Je m’associe au Canard enchaîné pour rendre hommage à Pierre Péan. Je l’ai surtout lu quand il a publié «La Face cachée du monde» avec Philippe Cohen que j’avais rêvé d’inviter à Montauban. Il avait été d’accord mais le projet n’a pas eu de suite. Qui a invité Pierre Péan pour présenter ses livres ? Peu de gens j’imagine car il était trop indépendant pour plaire aux cases et castes instituées.

J-P Damaggio

P.S. Je n'ai pas su lire le nom du dessinateur

 Le Canard enchaîné

PIERRE PÉAN n'aura plus à pester contre ceux qui le qualifiaient de «journaliste d'investigation». Il est mort le 25 juillet à 81 ans et n'aimait pas ce vocable, qu'il trouvait trop connoté «auxiliaire de justice», pour ne pas dire justicier. Il préférait parler de journalisme «d'enquête», celui qui se penche sur les faits, «rien que les faits».

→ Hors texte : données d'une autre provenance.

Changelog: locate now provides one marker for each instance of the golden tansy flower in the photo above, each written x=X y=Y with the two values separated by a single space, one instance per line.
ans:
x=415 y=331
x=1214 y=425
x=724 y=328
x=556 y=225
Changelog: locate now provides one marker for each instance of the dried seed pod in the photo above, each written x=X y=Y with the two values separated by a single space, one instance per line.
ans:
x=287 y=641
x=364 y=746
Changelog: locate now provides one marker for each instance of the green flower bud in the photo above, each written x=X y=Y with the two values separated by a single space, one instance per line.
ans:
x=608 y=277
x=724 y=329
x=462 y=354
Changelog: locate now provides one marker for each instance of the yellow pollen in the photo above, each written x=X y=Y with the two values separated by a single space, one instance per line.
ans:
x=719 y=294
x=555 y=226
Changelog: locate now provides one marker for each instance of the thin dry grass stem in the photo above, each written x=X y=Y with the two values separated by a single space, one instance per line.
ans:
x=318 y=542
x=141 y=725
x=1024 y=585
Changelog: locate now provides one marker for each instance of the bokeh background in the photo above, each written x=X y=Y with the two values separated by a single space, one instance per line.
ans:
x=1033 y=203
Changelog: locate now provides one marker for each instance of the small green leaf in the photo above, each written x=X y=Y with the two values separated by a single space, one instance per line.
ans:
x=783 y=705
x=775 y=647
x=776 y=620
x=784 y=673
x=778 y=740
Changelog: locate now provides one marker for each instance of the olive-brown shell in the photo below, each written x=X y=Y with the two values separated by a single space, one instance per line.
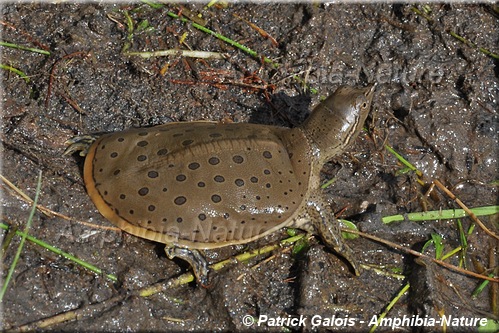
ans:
x=197 y=184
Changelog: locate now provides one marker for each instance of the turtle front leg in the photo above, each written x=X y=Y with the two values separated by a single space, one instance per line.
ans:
x=328 y=228
x=194 y=258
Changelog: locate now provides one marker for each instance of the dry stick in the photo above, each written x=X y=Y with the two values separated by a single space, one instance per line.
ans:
x=466 y=209
x=51 y=79
x=419 y=254
x=28 y=37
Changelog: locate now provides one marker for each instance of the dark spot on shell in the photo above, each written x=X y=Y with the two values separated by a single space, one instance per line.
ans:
x=162 y=151
x=267 y=154
x=214 y=160
x=180 y=200
x=143 y=191
x=238 y=159
x=219 y=179
x=193 y=165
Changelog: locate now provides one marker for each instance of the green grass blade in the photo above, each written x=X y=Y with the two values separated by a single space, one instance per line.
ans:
x=23 y=238
x=15 y=70
x=62 y=253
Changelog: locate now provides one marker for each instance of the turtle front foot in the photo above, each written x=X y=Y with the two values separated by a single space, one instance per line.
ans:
x=79 y=143
x=195 y=259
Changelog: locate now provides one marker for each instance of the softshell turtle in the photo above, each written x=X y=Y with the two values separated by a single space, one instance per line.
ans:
x=204 y=185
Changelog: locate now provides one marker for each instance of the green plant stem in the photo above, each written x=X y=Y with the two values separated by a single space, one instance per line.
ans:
x=441 y=214
x=23 y=238
x=61 y=253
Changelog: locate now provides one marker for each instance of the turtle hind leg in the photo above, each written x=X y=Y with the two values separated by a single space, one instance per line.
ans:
x=79 y=143
x=328 y=228
x=195 y=260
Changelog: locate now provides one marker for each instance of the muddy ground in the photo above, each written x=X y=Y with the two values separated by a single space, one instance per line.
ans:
x=436 y=104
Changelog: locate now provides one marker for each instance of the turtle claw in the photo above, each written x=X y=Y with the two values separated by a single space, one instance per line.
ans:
x=195 y=260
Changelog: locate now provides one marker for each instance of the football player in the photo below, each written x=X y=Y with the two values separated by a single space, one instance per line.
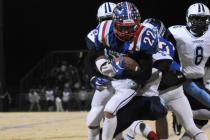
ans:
x=192 y=42
x=173 y=95
x=125 y=36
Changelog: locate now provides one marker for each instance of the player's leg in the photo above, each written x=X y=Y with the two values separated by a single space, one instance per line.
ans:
x=140 y=128
x=140 y=108
x=95 y=115
x=162 y=128
x=125 y=91
x=198 y=91
x=179 y=105
x=201 y=114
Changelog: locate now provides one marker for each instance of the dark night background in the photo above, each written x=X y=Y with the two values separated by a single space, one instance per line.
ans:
x=32 y=28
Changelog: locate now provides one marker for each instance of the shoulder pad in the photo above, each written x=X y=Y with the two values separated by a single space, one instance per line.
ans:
x=147 y=41
x=104 y=29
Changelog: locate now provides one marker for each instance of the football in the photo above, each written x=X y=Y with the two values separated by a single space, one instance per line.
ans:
x=129 y=63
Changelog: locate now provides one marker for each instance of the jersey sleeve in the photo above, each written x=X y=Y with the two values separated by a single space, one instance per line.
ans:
x=102 y=37
x=90 y=39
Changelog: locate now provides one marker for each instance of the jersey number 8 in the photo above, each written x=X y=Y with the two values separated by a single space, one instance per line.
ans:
x=198 y=55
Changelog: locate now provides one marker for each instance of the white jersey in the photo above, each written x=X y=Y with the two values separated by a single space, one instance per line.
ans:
x=193 y=51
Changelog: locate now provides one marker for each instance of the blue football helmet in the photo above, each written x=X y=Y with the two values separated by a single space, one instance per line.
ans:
x=156 y=24
x=126 y=20
x=198 y=18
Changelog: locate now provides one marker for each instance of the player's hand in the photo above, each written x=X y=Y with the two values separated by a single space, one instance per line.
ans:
x=118 y=65
x=99 y=83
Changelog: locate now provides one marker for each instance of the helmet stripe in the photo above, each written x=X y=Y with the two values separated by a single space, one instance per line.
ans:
x=110 y=10
x=105 y=8
x=203 y=8
x=199 y=8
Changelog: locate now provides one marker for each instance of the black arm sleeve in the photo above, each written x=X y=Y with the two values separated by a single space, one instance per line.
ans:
x=145 y=71
x=90 y=58
x=170 y=79
x=169 y=36
x=162 y=65
x=208 y=63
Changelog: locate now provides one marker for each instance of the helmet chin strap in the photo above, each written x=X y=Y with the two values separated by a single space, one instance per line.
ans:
x=195 y=34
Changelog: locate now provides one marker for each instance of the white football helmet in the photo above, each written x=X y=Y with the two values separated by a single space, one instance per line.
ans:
x=198 y=18
x=105 y=11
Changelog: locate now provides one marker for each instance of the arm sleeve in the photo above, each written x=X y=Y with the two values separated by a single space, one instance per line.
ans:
x=145 y=71
x=208 y=63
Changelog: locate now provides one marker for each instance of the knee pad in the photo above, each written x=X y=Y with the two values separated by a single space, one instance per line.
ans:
x=94 y=116
x=192 y=130
x=201 y=123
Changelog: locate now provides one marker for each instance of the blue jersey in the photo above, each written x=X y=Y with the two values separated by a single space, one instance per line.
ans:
x=168 y=48
x=145 y=41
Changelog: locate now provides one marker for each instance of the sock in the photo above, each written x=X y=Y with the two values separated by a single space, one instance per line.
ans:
x=201 y=136
x=152 y=136
x=119 y=137
x=93 y=134
x=144 y=129
x=109 y=127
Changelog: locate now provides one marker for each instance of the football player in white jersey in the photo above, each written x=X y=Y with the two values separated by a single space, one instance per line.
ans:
x=103 y=90
x=192 y=43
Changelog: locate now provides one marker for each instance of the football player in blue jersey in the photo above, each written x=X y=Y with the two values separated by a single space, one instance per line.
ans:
x=125 y=36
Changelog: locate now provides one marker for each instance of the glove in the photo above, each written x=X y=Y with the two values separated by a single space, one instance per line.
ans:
x=99 y=83
x=118 y=66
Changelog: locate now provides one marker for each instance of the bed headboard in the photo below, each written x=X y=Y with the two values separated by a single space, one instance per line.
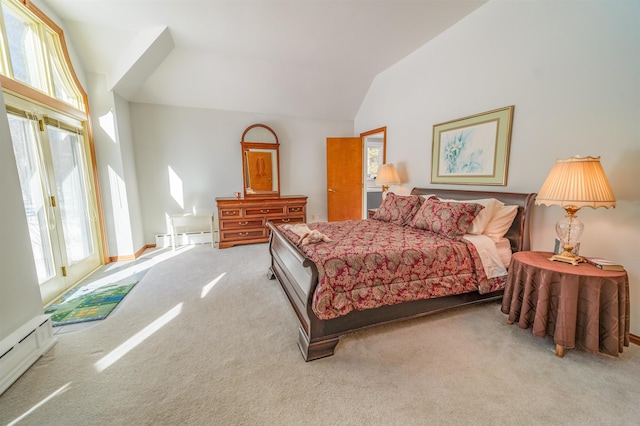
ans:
x=518 y=234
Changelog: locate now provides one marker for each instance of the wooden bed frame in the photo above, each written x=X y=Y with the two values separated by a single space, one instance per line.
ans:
x=298 y=276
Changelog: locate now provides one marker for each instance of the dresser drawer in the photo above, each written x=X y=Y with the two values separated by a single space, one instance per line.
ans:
x=294 y=210
x=264 y=211
x=230 y=213
x=240 y=235
x=247 y=223
x=282 y=220
x=242 y=220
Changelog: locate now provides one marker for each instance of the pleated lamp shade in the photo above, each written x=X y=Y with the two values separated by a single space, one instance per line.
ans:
x=578 y=182
x=387 y=175
x=572 y=184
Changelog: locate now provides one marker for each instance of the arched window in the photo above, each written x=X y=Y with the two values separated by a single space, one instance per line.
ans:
x=48 y=121
x=32 y=54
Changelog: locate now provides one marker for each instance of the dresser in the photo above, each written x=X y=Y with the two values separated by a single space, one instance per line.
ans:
x=243 y=220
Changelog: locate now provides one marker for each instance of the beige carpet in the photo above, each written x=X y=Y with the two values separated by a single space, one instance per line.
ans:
x=220 y=349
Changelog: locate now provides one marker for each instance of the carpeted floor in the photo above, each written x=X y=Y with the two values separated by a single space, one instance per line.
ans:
x=207 y=339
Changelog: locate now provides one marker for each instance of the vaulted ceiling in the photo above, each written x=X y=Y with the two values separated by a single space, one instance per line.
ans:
x=307 y=58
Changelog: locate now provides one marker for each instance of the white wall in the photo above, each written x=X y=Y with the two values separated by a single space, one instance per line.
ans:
x=572 y=71
x=19 y=291
x=202 y=149
x=110 y=118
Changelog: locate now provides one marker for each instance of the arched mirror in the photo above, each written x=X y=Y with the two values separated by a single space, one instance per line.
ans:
x=260 y=161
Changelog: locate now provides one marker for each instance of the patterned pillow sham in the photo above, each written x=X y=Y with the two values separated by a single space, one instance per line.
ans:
x=398 y=209
x=449 y=219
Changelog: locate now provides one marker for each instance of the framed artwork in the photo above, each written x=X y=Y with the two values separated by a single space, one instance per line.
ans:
x=473 y=150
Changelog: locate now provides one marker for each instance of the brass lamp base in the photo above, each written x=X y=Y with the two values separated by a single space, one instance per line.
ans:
x=567 y=257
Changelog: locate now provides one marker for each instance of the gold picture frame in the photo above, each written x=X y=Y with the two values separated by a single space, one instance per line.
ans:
x=473 y=150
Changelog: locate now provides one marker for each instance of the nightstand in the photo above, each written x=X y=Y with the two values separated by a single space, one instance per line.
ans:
x=580 y=306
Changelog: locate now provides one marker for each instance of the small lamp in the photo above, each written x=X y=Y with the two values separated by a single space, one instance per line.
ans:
x=387 y=175
x=572 y=184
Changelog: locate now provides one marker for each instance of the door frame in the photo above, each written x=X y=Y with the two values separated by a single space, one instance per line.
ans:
x=364 y=136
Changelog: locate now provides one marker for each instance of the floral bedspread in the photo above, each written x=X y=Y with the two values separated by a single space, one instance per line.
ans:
x=370 y=263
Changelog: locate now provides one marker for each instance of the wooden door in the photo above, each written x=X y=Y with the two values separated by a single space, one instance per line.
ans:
x=344 y=179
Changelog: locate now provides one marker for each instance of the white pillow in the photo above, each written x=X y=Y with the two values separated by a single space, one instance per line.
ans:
x=501 y=222
x=479 y=224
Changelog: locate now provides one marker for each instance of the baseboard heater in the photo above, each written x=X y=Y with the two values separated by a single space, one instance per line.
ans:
x=186 y=238
x=23 y=347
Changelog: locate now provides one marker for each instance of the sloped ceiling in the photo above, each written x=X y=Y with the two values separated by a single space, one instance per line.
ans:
x=307 y=58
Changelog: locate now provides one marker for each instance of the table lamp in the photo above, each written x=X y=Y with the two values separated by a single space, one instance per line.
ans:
x=574 y=183
x=387 y=175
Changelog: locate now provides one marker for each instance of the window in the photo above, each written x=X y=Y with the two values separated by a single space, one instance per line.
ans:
x=46 y=109
x=32 y=54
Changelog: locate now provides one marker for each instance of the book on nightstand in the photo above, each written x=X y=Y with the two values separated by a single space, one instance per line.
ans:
x=604 y=264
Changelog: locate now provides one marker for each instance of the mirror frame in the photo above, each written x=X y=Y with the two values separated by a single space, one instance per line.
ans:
x=249 y=145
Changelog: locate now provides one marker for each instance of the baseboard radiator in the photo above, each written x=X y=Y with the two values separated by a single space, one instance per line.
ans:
x=23 y=347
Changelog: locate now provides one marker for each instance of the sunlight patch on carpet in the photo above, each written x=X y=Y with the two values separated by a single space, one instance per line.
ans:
x=136 y=339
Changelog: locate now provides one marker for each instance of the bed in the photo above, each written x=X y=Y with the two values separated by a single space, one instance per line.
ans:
x=303 y=280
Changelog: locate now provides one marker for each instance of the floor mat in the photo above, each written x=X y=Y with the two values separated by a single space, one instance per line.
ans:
x=88 y=304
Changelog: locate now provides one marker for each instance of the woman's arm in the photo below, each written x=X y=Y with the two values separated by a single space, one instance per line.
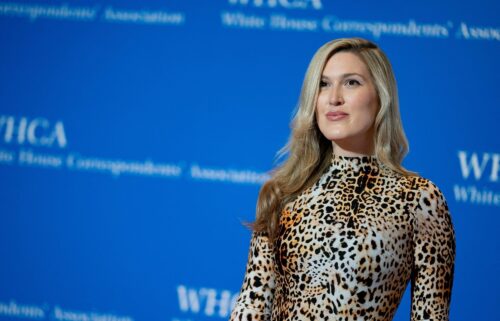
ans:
x=254 y=301
x=434 y=256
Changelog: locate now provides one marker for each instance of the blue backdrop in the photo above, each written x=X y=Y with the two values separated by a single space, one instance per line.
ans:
x=134 y=137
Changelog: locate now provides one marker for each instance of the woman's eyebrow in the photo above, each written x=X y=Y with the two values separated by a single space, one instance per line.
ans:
x=344 y=75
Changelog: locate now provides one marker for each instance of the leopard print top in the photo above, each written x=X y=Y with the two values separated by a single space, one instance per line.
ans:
x=349 y=245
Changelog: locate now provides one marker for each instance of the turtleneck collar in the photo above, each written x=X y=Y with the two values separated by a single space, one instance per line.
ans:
x=356 y=163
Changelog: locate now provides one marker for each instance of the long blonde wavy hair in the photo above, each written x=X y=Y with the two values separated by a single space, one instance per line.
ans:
x=309 y=152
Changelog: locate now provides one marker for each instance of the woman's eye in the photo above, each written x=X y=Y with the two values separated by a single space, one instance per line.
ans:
x=352 y=82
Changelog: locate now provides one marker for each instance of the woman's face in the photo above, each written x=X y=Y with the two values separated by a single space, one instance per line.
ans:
x=347 y=105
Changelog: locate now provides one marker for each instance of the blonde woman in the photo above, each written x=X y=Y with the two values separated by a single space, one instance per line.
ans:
x=342 y=228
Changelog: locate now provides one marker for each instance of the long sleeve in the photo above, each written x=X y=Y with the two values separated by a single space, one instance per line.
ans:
x=255 y=299
x=434 y=257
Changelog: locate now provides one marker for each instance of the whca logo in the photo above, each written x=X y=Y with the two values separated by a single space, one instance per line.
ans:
x=285 y=4
x=206 y=301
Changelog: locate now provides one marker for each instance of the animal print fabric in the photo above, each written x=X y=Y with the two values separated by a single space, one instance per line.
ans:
x=349 y=245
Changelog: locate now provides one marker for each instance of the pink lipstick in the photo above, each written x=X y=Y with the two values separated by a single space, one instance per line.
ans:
x=336 y=115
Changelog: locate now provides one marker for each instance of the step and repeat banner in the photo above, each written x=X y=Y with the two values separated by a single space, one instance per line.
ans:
x=134 y=137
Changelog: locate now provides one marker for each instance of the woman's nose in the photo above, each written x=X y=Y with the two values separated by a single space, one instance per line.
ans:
x=336 y=98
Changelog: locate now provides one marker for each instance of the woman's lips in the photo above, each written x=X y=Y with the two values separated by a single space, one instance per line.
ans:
x=336 y=115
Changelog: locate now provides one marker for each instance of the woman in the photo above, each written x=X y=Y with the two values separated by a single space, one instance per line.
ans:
x=342 y=227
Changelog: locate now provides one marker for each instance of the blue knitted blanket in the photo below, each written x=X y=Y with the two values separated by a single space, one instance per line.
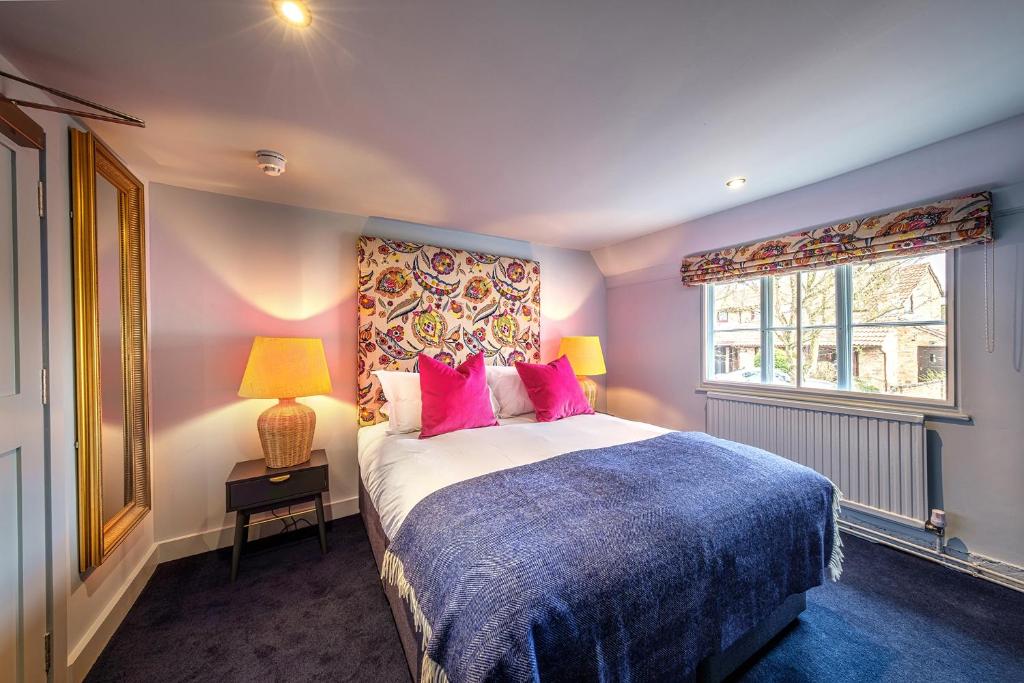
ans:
x=626 y=563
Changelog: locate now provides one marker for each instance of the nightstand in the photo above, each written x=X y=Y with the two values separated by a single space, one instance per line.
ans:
x=252 y=487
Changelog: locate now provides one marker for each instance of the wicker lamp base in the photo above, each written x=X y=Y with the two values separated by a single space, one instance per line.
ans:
x=286 y=431
x=589 y=387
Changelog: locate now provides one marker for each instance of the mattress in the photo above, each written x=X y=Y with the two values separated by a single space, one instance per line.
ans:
x=399 y=470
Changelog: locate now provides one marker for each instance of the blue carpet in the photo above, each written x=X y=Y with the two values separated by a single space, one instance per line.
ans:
x=294 y=615
x=900 y=619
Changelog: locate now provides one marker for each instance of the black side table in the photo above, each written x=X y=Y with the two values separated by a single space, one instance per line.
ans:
x=252 y=487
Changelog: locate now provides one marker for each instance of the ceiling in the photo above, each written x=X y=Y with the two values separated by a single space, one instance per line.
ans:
x=577 y=123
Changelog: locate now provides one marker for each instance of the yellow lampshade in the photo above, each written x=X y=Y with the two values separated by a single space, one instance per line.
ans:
x=584 y=353
x=286 y=368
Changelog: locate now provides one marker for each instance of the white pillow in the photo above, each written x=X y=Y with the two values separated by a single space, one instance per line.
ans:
x=509 y=391
x=404 y=400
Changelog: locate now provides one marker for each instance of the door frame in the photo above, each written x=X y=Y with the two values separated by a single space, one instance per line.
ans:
x=24 y=131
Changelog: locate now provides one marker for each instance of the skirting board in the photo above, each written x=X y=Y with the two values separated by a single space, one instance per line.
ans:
x=194 y=544
x=84 y=654
x=1004 y=573
x=80 y=660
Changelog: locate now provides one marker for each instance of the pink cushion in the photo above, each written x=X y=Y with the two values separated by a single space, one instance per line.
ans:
x=554 y=390
x=454 y=398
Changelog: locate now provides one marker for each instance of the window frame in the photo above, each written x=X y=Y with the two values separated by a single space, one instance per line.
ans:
x=842 y=396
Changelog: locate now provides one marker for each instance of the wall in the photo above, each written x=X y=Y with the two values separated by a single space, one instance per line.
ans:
x=653 y=321
x=225 y=269
x=85 y=609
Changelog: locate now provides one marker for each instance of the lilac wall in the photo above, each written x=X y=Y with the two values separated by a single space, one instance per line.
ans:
x=654 y=327
x=224 y=269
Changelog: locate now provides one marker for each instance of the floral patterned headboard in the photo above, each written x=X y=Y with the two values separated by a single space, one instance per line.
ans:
x=443 y=302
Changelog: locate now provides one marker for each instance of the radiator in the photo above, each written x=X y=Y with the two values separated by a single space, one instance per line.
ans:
x=877 y=458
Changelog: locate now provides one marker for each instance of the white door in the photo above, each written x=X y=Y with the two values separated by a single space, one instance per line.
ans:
x=23 y=492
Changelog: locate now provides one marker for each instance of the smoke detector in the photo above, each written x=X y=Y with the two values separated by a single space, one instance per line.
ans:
x=270 y=162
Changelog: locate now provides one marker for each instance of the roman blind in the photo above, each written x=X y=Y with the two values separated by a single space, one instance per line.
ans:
x=936 y=226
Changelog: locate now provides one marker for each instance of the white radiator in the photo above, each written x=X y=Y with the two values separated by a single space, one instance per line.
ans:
x=877 y=458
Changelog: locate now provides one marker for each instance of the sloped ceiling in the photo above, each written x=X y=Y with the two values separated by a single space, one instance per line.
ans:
x=576 y=123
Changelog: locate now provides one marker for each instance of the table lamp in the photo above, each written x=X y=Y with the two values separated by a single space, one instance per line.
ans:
x=284 y=368
x=585 y=355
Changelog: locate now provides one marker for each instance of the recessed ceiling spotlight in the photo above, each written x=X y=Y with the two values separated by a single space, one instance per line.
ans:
x=293 y=12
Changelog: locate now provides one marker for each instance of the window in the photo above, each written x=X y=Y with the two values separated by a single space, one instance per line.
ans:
x=878 y=328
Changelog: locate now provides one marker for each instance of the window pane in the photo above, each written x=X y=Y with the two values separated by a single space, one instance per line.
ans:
x=784 y=350
x=900 y=290
x=819 y=369
x=908 y=360
x=817 y=297
x=737 y=356
x=737 y=305
x=784 y=301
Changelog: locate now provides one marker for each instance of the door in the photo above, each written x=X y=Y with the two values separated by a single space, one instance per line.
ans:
x=23 y=492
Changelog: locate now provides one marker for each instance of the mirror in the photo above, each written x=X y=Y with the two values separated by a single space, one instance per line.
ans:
x=111 y=345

Il était donc assez logique qu'en 1979, aux côtés de Claude Angeli, il ait pu contribuer à sortir l'affaire des diamants de Bokassa dans « Le Canard ». C'était un coup brillant, dans tous les sens du terme. Les cadeaux de l'empereur de Centrafrique à Giscard d'Estaing en fin de règne ont alors fait grand bruit.

D'autres enquêtes sur la Françafrique ont suivi, d'autres scoops aussi, avant que celui qui disait se rêver en Tintin choisisse d'autres chemins, ceux notamment de près d'une quarantaine de livres, dont plus d'un, d'« Une jeunesse française » (celle de Mitterrand) à « La face cachée du "Monde" », a connu un succès retentissant, comme son premier coup d'éclat des diamants.

« Le Canard » salue celui qui fut l'un des siens et présente à sa famille toutes ses condoléances.